Today is "Pi Day." Get it? March 14? 3/14? 3.14?
Yeah… that's what happens when people who are clever at math try to be clever with words. Stop it, guys. But at least it gives me, someone who is clever with words, a chance to try to be clever at math.
(The irony is not lost on me.)
The way pi was taught in my school was all backwards. I mean that literally: they started at the end of the story. I, like many people, learned that pi was a random but nonetheless useful value. "C = πd" was drilled into our heads; we were told it was the key to answering homework problems like these: This circle has a circumference of 8 cm. What is its diameter? Or when the textbook was trying to make it seem practical, If the radius of a dinner plate is 4 inches, how big around is the plate?

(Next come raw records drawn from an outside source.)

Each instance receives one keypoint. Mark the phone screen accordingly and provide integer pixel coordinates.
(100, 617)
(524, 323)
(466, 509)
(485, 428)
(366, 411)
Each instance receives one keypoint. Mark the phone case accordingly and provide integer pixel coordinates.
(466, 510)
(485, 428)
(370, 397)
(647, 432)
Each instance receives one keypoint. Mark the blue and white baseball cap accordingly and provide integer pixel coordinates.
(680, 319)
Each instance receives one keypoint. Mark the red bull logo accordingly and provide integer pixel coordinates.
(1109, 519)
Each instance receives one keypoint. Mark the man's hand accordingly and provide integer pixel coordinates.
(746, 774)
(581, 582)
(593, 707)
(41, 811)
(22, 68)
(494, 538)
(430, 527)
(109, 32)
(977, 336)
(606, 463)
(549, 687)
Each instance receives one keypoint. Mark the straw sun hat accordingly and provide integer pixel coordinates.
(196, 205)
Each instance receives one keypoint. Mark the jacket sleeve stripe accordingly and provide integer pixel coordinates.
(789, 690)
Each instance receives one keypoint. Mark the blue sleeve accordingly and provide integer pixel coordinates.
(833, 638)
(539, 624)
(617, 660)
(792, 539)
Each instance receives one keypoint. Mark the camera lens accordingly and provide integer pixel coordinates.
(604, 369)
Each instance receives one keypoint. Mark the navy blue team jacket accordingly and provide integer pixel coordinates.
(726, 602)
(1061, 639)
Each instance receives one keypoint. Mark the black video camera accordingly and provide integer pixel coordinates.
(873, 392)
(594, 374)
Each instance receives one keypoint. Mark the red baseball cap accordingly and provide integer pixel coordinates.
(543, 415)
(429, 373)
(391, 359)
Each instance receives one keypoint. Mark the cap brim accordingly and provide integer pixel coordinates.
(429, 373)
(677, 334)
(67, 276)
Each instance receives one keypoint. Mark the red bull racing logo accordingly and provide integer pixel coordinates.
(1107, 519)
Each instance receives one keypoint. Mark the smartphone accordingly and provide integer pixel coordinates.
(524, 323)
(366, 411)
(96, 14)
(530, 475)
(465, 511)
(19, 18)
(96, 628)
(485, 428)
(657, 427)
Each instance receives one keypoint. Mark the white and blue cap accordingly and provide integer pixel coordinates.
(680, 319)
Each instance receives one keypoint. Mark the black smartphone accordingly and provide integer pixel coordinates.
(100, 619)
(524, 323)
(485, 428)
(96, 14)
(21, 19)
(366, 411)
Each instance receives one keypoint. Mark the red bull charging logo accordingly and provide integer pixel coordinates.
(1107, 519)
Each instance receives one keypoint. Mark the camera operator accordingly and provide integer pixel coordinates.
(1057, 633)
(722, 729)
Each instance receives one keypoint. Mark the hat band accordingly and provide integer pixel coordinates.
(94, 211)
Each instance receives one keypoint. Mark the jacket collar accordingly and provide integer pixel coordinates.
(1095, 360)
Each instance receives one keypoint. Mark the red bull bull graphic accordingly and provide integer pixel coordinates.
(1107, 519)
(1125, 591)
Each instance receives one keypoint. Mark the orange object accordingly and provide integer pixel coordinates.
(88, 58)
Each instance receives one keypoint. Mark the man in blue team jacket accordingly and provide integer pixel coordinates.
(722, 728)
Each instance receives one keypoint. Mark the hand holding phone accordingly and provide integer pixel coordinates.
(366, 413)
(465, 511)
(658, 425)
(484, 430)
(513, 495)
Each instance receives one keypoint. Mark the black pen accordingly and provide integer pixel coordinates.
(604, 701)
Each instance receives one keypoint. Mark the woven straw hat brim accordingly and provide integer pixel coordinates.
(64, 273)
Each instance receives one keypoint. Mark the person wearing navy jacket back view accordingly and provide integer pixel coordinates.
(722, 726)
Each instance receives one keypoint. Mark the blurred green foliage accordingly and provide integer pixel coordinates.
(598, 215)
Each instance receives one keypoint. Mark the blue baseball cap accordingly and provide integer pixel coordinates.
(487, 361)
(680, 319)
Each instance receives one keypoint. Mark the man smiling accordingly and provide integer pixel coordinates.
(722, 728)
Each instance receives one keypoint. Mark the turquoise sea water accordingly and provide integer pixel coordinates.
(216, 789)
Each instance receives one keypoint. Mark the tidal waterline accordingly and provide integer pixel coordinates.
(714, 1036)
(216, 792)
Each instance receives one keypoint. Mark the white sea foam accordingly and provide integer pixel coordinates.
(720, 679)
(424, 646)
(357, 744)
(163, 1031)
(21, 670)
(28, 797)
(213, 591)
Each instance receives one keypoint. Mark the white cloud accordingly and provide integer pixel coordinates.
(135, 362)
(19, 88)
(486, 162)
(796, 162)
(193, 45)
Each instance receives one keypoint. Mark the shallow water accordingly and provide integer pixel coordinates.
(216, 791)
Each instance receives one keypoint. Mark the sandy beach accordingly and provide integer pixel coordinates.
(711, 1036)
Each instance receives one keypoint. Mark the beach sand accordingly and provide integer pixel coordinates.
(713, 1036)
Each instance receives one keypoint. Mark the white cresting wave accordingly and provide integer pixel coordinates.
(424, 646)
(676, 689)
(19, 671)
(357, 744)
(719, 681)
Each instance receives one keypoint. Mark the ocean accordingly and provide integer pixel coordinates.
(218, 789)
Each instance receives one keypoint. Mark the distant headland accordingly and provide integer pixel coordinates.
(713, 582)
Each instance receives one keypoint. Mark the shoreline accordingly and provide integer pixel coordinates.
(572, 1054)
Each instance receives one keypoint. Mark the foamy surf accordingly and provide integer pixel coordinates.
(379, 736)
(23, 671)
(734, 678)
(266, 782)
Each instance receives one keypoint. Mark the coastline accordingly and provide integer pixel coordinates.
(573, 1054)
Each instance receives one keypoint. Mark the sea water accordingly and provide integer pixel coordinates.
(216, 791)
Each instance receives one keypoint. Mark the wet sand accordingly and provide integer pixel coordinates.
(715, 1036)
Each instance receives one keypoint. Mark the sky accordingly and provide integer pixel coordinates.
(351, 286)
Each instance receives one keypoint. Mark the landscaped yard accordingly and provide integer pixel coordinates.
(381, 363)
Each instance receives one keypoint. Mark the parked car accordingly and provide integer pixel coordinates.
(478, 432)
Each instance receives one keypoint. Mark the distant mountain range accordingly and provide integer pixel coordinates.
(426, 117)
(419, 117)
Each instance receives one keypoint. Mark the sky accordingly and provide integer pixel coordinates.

Really compelling stuff, right?
I wish my teachers had instead demonstrated with examples how pi was discovered. This would have been simple enough: give us 5 circles of various sizes, a ruler, and a piece of yarn, and tell us to measure each circle's circumference and diameter; then have us note the ratio between the two values. I wasn't a math lover, but I can still almost feel the light coming on in my brain after I calculated the second or third ratio—had I been given the chance. It wasn't until years later, when I saw a visualization of pi on the Internet that I grasped this legitimately fascinating reality.
It strikes me that there are plenty of people in all walks of life who are incurious about the whys of the world, people who would much rather be given a formula like C = πd and told where and how to use it than be helped into figuring out where the formula came from. And that's really okay; I'm sure they're happy.
I just don't know what would possess any of them to become teachers.